F. Penentuan Hari Baik/Buruknya 
Berdasarkan perhitungan Hindu Wewaran merupakn salah satu unsur yang membangun sistem wariga yng akan melahirkan pedewasaan yang baik untuk suatu kegiatan dan tidak baik untuk kegiatan yang lain. Berikut adalah sifat-sifat wewaran: 
1. Ekawara : Luang berarti tunggal (kosong) 
2. Dwiwara : Menga berarti terbuka (terang), Pepet berarti tertutup (gelap) 
3. Triwara : Pasah/Dora berarti tersisih, baik untuk Dewa Yadnya, Beteng/Waya berarti makmur, baik untuk Manusia Yadnya, Kajeng/Byantara berarti tekanan tajam, baik untuk Bhuta Yadnya. 

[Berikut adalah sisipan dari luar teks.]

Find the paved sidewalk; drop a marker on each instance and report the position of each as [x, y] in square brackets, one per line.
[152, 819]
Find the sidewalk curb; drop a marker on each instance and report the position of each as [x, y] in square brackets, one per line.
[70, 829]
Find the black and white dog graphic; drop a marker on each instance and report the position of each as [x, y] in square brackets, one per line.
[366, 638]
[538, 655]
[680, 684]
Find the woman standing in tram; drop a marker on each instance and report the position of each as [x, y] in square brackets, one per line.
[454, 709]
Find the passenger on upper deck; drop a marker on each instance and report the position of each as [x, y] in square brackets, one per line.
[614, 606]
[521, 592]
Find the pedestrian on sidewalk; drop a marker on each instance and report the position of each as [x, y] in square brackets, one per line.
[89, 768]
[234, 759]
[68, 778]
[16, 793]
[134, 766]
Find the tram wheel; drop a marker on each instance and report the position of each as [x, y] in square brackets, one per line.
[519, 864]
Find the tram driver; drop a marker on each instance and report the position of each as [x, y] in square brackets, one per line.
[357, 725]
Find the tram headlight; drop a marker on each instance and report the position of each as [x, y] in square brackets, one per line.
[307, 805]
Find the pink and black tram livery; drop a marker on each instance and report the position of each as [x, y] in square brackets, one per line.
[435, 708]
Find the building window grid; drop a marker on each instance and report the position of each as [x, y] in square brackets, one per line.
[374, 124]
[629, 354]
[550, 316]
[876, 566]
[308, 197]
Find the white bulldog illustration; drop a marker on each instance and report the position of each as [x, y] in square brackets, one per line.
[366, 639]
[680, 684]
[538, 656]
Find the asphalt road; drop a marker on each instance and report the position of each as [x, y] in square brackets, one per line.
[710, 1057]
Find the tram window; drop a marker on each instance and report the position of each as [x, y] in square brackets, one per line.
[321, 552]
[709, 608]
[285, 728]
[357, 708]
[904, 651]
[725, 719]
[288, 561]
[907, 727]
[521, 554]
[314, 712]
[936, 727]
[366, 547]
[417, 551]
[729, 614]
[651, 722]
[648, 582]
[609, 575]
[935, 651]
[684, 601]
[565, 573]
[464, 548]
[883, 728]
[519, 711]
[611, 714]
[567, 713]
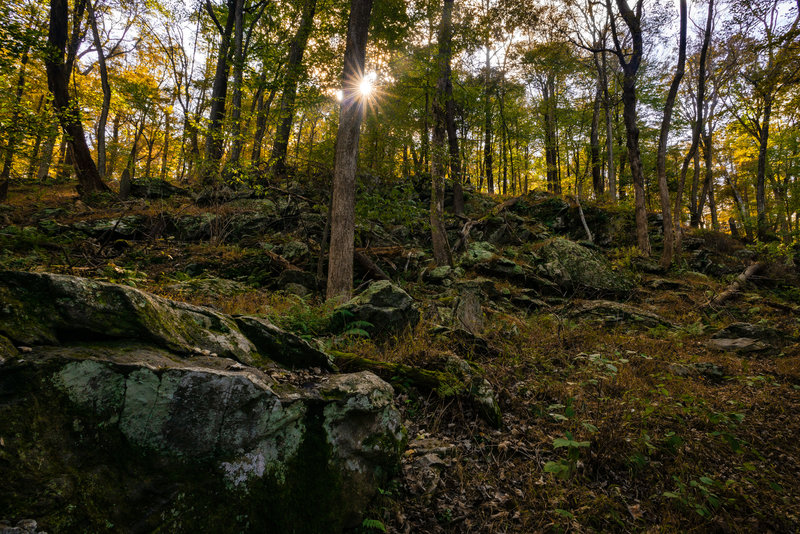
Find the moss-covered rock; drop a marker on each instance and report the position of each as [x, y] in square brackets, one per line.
[576, 267]
[96, 434]
[384, 306]
[43, 308]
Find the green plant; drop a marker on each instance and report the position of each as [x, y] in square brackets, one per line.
[566, 467]
[373, 524]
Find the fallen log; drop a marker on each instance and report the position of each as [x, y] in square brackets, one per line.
[737, 285]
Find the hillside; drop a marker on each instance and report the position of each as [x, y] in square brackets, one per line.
[546, 383]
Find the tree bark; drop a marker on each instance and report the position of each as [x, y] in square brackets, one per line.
[219, 92]
[700, 107]
[661, 163]
[441, 248]
[630, 67]
[293, 70]
[13, 134]
[66, 106]
[340, 263]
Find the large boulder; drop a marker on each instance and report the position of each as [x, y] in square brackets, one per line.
[384, 306]
[128, 435]
[579, 268]
[114, 402]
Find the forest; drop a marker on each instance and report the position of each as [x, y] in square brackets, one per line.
[399, 265]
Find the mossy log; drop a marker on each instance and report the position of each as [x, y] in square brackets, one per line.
[459, 379]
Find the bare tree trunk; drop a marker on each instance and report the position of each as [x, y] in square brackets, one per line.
[101, 122]
[236, 97]
[219, 92]
[11, 143]
[165, 149]
[340, 262]
[761, 197]
[262, 114]
[487, 124]
[66, 107]
[661, 163]
[441, 248]
[701, 88]
[612, 175]
[293, 69]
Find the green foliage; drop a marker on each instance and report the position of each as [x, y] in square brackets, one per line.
[565, 468]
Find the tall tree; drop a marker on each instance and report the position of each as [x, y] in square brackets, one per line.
[340, 258]
[661, 157]
[441, 249]
[59, 62]
[629, 63]
[219, 92]
[290, 81]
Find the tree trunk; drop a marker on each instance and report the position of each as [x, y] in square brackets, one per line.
[761, 198]
[630, 67]
[262, 114]
[219, 92]
[594, 143]
[700, 107]
[441, 248]
[340, 263]
[612, 175]
[11, 143]
[101, 122]
[293, 70]
[661, 163]
[236, 97]
[487, 125]
[66, 107]
[165, 149]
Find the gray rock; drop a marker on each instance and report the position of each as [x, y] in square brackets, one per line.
[283, 347]
[576, 267]
[741, 345]
[613, 312]
[192, 434]
[385, 306]
[43, 308]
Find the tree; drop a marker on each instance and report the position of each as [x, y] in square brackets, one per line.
[288, 95]
[441, 249]
[661, 163]
[59, 62]
[340, 258]
[630, 63]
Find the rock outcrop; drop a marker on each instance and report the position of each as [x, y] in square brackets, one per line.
[382, 309]
[115, 411]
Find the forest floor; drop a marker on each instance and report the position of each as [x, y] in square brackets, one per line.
[608, 425]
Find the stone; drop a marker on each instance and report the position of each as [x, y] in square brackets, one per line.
[154, 188]
[283, 347]
[386, 307]
[480, 390]
[613, 312]
[188, 435]
[578, 268]
[43, 308]
[210, 287]
[742, 345]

4. Caturwara : Sri berarti kemakmuran, Laba berarti berhasil (pemberian), Jaya berarti kemenangan (unggul), Mandala berarti sekitar (daerah), mencapai kemakmuran 
5. Pancawara : Umanis berarti rasa, Paing berarti cipta, Pon berarti idep, Berarti Angen, Kliwon berarti Budhi 
6. Sadwara : Tungleh berarti tak kekal, Aryang berarti kurus, Urukung berarti Punah, Paniron berarti gemuk, Was berarti kuat, Maulu berarti membiak 
7. Saptawara : Redite berarti soca menanam semua yang beruas, Soma berarti bungkah menanam umbi-umbian, Anggara berarti godhong menanam sayur-sayuran daun, Buda berarti kembang menanam semua jenis bunga, Wraspati, berarti wija menanam yang menghasilkan biji, Sukra berarti woh menanam buah-buahan, Saniscara berarti pager menanam pagar atau turus 
8. Astawara : Sri berarti makmur (pengatur), Indra berarti indah (penggerak), Guru berarti tuntunan (penuntun), Yama berarti adil (peradilan), Rudra berarti peleburan, Brahma berarti pencipta, Kala berarti nilai, Uma berarti pemelihara (peneliti) 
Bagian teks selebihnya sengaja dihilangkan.